Akşam oldu hüzünlendim ben yine
Geceyle bir türlü alıp veremeyen, kahrolan ve kahreden şarkılar silsilesi…
Yazı: Onur Uygun
Acı çekenlerin geceyle özel bir ilişkisi oluyor. Hatta bazı zamanlar, yakında gece olacağını bilmek bile başlı başına bir ön korku yaşanmasına sebebiyet veriyor. Uyuyabilene ne mutlu, ancak uyku haram olmuşsa demektir ki artık gözü kör olasıca şarkıcıların, yazarların, şairlerin insafına kalınmıştır.
Ki ironik bir şekilde onlar da az korkmaz geceden. Genelde hep aşka yorar gece dertlerini bu sanatçı tayfası. Çok da haksız sayılmazlar; gece hem olumlu hem de olumsuz olarak aşkla yakından ilgilidir. Acı çekenlerin düşmanı olan gece, sevgililerin de hatırı sayılır bir dostudur. Her şey sevdiğiniz kişinin kimi sevdiğine bağlıdır. Sizi seviyorsa aman sabahlar olmasın; ancak başkasını seviyorsa gece uzun sürecek demektir. Patti geceye methiyeler düzedursun (aşıktır bunu yaparken, Allah bozmasın -ki bozuyor-, ancak aşıkların cezai ehliyeti yoktur), Fitzgerald’a göre buruktur gece, Zeki ancak güneş batınca aşkının suretiyle baş başa kalır. Kayahan’ın elleri gündüzleri değil geceleri tütün kokar. Sabahları bir şekilde idare eden Amy akşam olurken peşin peşin huzursuzlanmaya başlar. Ella Fitzgerald’ın anıları hep akrep ile yelkovanın 12 üzerinde birleşmesine yakın hortlar. Ajda rüya görmemek için sabahlar, Nazan geceleri fotoğraflara bakamaz. Alex gece (aşktan) sayıkladıklarını gündüzleri söyleyemez, bir araya getiremez. Gel gelelim hayatın tek yoksunluğu bu tek kişilik aşklardan ibaret değildir. Diğer ihtiyaçlar da geceleri azar, el birliğiyle sel olur coşar. Ölmüşlerimiz bizi gece ziyaret eder, hayata dair defterler geceleri açılır. “‘Geceler gündüzlerden daha acımasız’ der Gencebay” der Ezhel.

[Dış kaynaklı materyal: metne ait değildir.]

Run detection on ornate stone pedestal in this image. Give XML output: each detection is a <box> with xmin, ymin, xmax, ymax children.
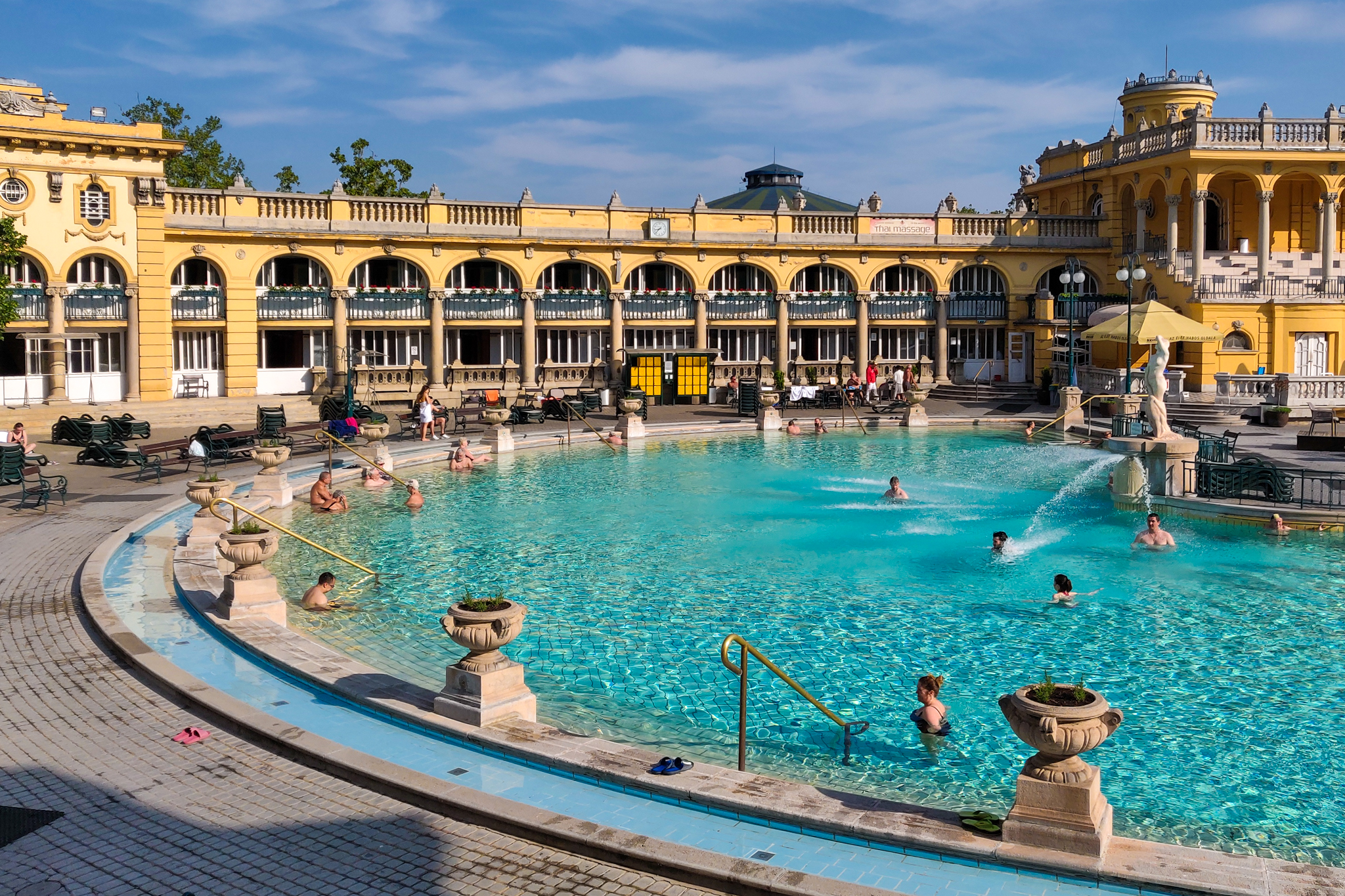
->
<box><xmin>1052</xmin><ymin>385</ymin><xmax>1084</xmax><ymax>433</ymax></box>
<box><xmin>757</xmin><ymin>393</ymin><xmax>782</xmax><ymax>433</ymax></box>
<box><xmin>252</xmin><ymin>444</ymin><xmax>295</xmax><ymax>508</ymax></box>
<box><xmin>215</xmin><ymin>529</ymin><xmax>289</xmax><ymax>628</ymax></box>
<box><xmin>435</xmin><ymin>599</ymin><xmax>533</xmax><ymax>727</ymax></box>
<box><xmin>481</xmin><ymin>408</ymin><xmax>514</xmax><ymax>457</ymax></box>
<box><xmin>359</xmin><ymin>423</ymin><xmax>394</xmax><ymax>473</ymax></box>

Ne var bu gecede böyle? Güneş yerindeyken her şey yolundadır da ay çıkınca mı aşk koyar? Gündüz bizi oyalayan ne varsa gece olunca bir bir eksilir ya evrenden, ondan olmalı. Yani karanlıktır sorumlusu en nihayetinde. Daracık bir çemberin dışında bizi oyalayan ne varsa hepsinin geceyle birlikte yok olacağını biliriz. Pencereden bakınca gördüğümüz şeyler kaybolmuştur. “Takma, geçer” diyen arkadaşımız da, sokaklarımızı kalabalık kılanlar da karanlığı fırsat bilip uyuyordur; ki uyumak da, bilindiği üzere, minimal bir yok olma halidir. Gıcıklığına dışarıdaki tüm sesler de kesilir ki daha da yalnız kalsın gececiler. Sorgu odasındaki kabahatli misali yalnız kalırız, derdimiz kalır, diğerleri çıkabilir. Böyle böyle her yerden kısarak küçülen evrende acımızın kapladığı alan büyür.
Bazen şunu düşünmek hoşuma gider: Dünyada benzer insanlardan oluşan, ancak var olduğundan bihaber yaşayıp giden gruplar var. Örneğin pazar sabahları erkenden kalkanlar. Hepsi bunu hissetmez ama o pazar sabahları evrende yalnızca onlar ve onlar gibiler vardır. Sokağa çıksalar yalnızca birbirlerine rastlarlar. Konuşsalar birbirleriyle çok iyi anlaşırlar; birleşseler devrim bile yaparlar. Ondan sonra hayvanı ölenler var mesela. Anlarım sanırsınız ancak hayvanınız ölmeden anlamazsınız. Piyangodan iyi bir ikramiye kazananlar var. Terk edilenler var. Bir de geceleri acı çekenler var. Milyonluk şehirlerin geceleri uyuyan binlerce sokağından birinde, yüzlercesinin arasında ışığı yanan o tek pencerenin sorumlusu.
Bari birbirlerini hissetseler. Çünkü doktor istemezler, damdan düşen birini isterler.